此时Flink调度系统在一直重试拉起任务但是一直失败,Taskmanager的日志没有出现OutOfMemoryError的情况

六、第二次复现-成功复现 MetaSpace OutOfMemoryError

单次重复慢速(每60s提交一次)提交瞬间错误的任务,长时间失败提交后,在Taskmanager中出现MetaSpace OutOfMemoryError的信息

复现的TaskManager out-of-memory错误日志

image.png

并且能在systemd中查看到flink-taskmanager重启的信息

image.png

但是此时查看flink dashboard界面,能看到所有任务提示Running正常,无问题(但其实不能工作)

image.png

切换到单个任务内部,在overview上也能看到是正常的标识

image.png

但是在exception中,则能看到提示没有slot的信息,无法提交任务

image.png

七、第三次内部复现- 说明有一定概率自动恢复

操作步骤和第二步一样,但是Taskmanager会过段时间挂掉自动恢复(通过systemd),调度系统重试提交任务几次后,成功提交,任务恢复正常

八、问题解决

当然还是要优先处理掉程序中的bug,解决任务重启问题, 但为防止后续有其他问题,看到网上有以下几个方案: 1,JAR包依赖分离, 把用到的第三方包放到flink/lib目录下 2,更改运行方式为Local或者Yarn模式(这种内存泄漏在Standalone-cluster模式才会出现)

附上官网关于这个问题的说明

https://nightlies.apache.org/flink/flink-docs-master/docs/ops/debugging/debugging_classloading/#unloading-of-dynamically-loaded-classes-in-user-code

官网原版可能看的更清楚些

Unloading of Dynamically Loaded Classes in User Code # All scenarios that involve dynamic user code classloading (sessions) rely on classes being unloaded again. Class unloading means that the Garbage Collector finds that no objects from a class exist and more, and thus removes the class (the code, static variable, metadata, etc).

Whenever a TaskManager starts (or restarts) a task, it will load that specific task’s code. Unless classes can be unloaded, this will become a memory leak, as new versions of classes are loaded and the total number of loaded classes accumulates over time. This typically manifests itself though a OutOfMemoryError: Metaspace.

Common causes for class leaks and suggested fixes:

Lingering Threads: Make sure the application functions/sources/sinks shuts down all threads.

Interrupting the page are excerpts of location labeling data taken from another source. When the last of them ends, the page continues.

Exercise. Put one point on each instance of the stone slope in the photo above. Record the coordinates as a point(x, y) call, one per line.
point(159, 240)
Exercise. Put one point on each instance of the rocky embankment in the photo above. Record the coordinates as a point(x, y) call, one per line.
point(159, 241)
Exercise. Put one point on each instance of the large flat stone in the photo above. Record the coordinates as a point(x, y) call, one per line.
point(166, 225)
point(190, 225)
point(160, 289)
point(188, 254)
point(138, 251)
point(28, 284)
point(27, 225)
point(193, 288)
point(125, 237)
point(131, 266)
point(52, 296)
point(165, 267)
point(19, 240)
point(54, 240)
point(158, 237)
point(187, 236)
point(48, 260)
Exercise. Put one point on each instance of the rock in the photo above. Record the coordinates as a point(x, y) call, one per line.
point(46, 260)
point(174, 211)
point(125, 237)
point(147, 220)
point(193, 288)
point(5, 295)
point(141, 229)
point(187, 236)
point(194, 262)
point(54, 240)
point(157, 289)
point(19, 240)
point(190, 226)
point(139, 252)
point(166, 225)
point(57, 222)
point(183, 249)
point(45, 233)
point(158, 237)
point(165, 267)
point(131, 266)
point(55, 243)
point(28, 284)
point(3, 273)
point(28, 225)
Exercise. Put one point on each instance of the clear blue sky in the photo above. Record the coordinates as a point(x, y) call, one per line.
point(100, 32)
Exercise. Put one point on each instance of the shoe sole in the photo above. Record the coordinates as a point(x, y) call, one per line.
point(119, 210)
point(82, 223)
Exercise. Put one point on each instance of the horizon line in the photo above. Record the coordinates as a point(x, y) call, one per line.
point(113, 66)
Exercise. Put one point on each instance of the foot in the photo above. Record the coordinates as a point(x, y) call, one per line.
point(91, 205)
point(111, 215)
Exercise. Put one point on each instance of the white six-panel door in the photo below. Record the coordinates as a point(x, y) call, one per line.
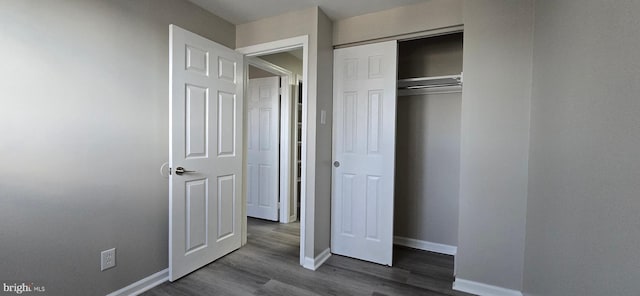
point(263, 147)
point(364, 151)
point(206, 100)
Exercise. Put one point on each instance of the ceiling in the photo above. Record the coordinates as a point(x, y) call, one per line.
point(244, 11)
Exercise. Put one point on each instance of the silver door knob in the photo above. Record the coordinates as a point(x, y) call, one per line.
point(181, 170)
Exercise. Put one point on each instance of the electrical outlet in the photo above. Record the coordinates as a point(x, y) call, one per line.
point(107, 259)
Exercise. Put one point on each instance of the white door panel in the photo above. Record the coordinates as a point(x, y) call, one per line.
point(364, 151)
point(206, 138)
point(263, 109)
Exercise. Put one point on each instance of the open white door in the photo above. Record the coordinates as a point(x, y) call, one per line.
point(364, 151)
point(205, 206)
point(263, 147)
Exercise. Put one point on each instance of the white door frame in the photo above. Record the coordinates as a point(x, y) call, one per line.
point(276, 47)
point(286, 81)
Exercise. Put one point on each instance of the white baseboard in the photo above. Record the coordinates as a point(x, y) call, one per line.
point(483, 289)
point(143, 285)
point(314, 263)
point(425, 245)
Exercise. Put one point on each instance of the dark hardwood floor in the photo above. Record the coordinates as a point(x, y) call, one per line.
point(269, 265)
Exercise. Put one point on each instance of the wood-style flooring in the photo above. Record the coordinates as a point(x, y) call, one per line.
point(269, 265)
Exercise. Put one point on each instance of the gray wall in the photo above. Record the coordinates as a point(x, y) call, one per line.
point(428, 15)
point(495, 141)
point(583, 226)
point(84, 125)
point(428, 145)
point(314, 23)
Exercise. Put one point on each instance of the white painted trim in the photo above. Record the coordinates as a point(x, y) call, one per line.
point(285, 155)
point(425, 245)
point(483, 289)
point(314, 263)
point(306, 231)
point(143, 285)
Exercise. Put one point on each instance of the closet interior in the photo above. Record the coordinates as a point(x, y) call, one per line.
point(428, 142)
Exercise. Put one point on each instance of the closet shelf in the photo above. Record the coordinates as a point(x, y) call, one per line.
point(427, 85)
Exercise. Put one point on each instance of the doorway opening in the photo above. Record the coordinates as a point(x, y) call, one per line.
point(293, 137)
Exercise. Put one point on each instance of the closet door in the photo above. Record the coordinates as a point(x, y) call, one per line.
point(364, 151)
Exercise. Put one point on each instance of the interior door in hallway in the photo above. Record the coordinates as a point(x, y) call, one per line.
point(263, 147)
point(205, 152)
point(364, 151)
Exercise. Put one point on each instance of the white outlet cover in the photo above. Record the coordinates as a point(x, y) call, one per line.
point(107, 259)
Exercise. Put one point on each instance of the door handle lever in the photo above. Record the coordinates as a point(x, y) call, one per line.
point(181, 170)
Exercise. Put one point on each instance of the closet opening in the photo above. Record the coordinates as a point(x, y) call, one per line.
point(428, 132)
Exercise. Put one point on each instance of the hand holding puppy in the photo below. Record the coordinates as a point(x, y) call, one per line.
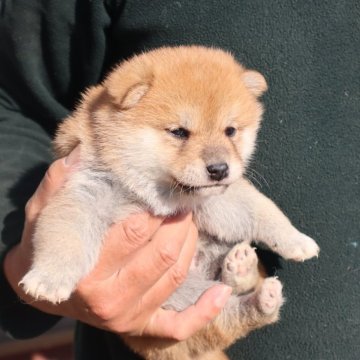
point(143, 260)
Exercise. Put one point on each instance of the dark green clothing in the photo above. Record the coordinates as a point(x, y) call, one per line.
point(308, 147)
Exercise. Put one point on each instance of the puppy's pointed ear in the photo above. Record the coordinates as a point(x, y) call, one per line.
point(254, 81)
point(128, 83)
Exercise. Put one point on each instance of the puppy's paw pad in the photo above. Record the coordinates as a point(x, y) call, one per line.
point(240, 267)
point(41, 287)
point(270, 296)
point(301, 247)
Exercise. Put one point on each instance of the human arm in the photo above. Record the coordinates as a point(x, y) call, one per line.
point(133, 277)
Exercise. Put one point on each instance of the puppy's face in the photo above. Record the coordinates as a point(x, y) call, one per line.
point(183, 122)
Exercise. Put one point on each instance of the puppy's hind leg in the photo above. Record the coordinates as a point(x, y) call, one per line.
point(240, 269)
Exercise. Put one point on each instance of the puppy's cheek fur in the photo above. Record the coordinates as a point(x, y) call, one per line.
point(248, 143)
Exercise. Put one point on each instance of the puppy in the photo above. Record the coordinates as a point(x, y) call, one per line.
point(169, 131)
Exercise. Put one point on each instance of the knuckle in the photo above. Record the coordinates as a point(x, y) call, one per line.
point(178, 275)
point(136, 232)
point(168, 256)
point(102, 310)
point(31, 210)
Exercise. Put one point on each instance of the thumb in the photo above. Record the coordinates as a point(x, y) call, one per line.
point(55, 177)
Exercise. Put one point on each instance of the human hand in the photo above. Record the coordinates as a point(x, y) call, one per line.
point(143, 260)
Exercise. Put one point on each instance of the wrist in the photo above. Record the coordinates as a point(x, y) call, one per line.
point(15, 266)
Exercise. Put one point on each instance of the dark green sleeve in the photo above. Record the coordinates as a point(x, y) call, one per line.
point(50, 51)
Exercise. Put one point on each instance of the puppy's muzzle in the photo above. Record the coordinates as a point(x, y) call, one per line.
point(218, 171)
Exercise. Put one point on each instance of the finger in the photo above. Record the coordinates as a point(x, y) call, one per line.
point(150, 262)
point(54, 178)
point(123, 239)
point(174, 276)
point(181, 325)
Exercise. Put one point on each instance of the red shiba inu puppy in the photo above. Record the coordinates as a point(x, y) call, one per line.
point(168, 131)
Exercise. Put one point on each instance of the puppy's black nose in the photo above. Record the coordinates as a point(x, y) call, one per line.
point(218, 171)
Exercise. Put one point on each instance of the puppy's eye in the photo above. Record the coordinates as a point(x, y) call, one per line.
point(230, 131)
point(180, 133)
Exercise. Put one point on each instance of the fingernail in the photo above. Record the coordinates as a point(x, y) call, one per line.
point(178, 217)
point(73, 157)
point(222, 296)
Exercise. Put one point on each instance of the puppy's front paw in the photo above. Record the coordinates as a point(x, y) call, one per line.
point(42, 286)
point(240, 268)
point(299, 248)
point(270, 296)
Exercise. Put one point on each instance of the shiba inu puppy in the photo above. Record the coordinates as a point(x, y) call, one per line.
point(168, 131)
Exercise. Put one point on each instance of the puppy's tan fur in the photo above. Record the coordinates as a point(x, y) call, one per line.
point(150, 136)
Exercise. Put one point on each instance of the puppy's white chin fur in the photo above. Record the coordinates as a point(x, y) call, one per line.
point(209, 191)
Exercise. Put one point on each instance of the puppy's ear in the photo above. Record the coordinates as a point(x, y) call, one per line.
point(254, 81)
point(129, 82)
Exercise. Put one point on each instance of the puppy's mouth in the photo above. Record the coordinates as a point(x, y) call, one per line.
point(194, 190)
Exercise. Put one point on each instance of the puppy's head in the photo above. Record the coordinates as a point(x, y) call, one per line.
point(181, 123)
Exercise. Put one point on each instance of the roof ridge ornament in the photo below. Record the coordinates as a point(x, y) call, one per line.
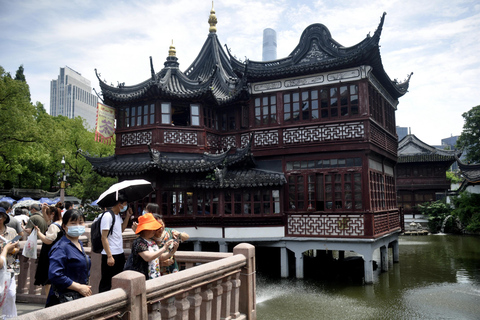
point(172, 52)
point(212, 20)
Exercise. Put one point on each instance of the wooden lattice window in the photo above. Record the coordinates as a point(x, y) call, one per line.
point(325, 192)
point(265, 110)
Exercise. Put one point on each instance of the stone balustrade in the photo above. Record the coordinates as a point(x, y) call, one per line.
point(213, 286)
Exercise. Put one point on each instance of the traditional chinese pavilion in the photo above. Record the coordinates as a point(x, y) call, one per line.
point(471, 175)
point(421, 174)
point(296, 153)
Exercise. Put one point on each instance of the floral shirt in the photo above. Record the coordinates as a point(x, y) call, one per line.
point(150, 269)
point(154, 265)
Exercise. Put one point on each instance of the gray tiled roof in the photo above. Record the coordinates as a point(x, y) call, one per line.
point(412, 149)
point(210, 77)
point(318, 52)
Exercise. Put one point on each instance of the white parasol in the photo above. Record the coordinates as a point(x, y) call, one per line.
point(132, 190)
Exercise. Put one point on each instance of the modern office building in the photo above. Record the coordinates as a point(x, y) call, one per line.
point(402, 132)
point(269, 45)
point(70, 96)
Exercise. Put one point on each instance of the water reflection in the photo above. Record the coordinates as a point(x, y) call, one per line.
point(438, 277)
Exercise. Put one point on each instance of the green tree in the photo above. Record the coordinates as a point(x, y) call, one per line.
point(453, 177)
point(469, 140)
point(467, 210)
point(19, 74)
point(33, 144)
point(437, 212)
point(19, 131)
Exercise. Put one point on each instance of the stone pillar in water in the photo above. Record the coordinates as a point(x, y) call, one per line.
point(384, 258)
point(223, 246)
point(299, 265)
point(283, 263)
point(396, 252)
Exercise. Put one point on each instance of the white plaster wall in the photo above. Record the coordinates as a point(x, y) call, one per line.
point(202, 232)
point(264, 232)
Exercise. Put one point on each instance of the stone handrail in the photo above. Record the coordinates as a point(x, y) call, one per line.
point(223, 286)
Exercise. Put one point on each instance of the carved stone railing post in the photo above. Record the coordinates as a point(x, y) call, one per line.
point(133, 283)
point(235, 302)
point(195, 304)
point(206, 308)
point(183, 306)
point(217, 300)
point(154, 311)
point(226, 299)
point(248, 281)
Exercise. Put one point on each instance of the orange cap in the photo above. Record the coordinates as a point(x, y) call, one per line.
point(147, 222)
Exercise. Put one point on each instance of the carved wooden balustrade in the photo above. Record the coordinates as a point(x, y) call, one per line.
point(344, 225)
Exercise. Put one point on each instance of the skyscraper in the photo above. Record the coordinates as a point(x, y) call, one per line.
point(269, 45)
point(70, 96)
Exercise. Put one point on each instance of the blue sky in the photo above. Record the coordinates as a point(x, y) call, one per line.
point(437, 40)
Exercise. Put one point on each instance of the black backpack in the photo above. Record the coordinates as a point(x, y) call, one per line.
point(96, 232)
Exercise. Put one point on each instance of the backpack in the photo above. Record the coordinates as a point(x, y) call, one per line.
point(96, 232)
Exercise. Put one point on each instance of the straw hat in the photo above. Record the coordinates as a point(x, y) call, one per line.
point(4, 212)
point(147, 222)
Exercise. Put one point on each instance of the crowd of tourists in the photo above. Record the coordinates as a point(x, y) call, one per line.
point(63, 267)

Lingering threads cost resources themselves and additionally typically hold references to (user code) objects, preventing garbage collection and unloading of the classes.

Interners: Avoid caching objects in special structures that live beyond the lifetime of the functions/sources/sinks. Examples are Guava’s interners, or Avro’s class/object caches in the serializers.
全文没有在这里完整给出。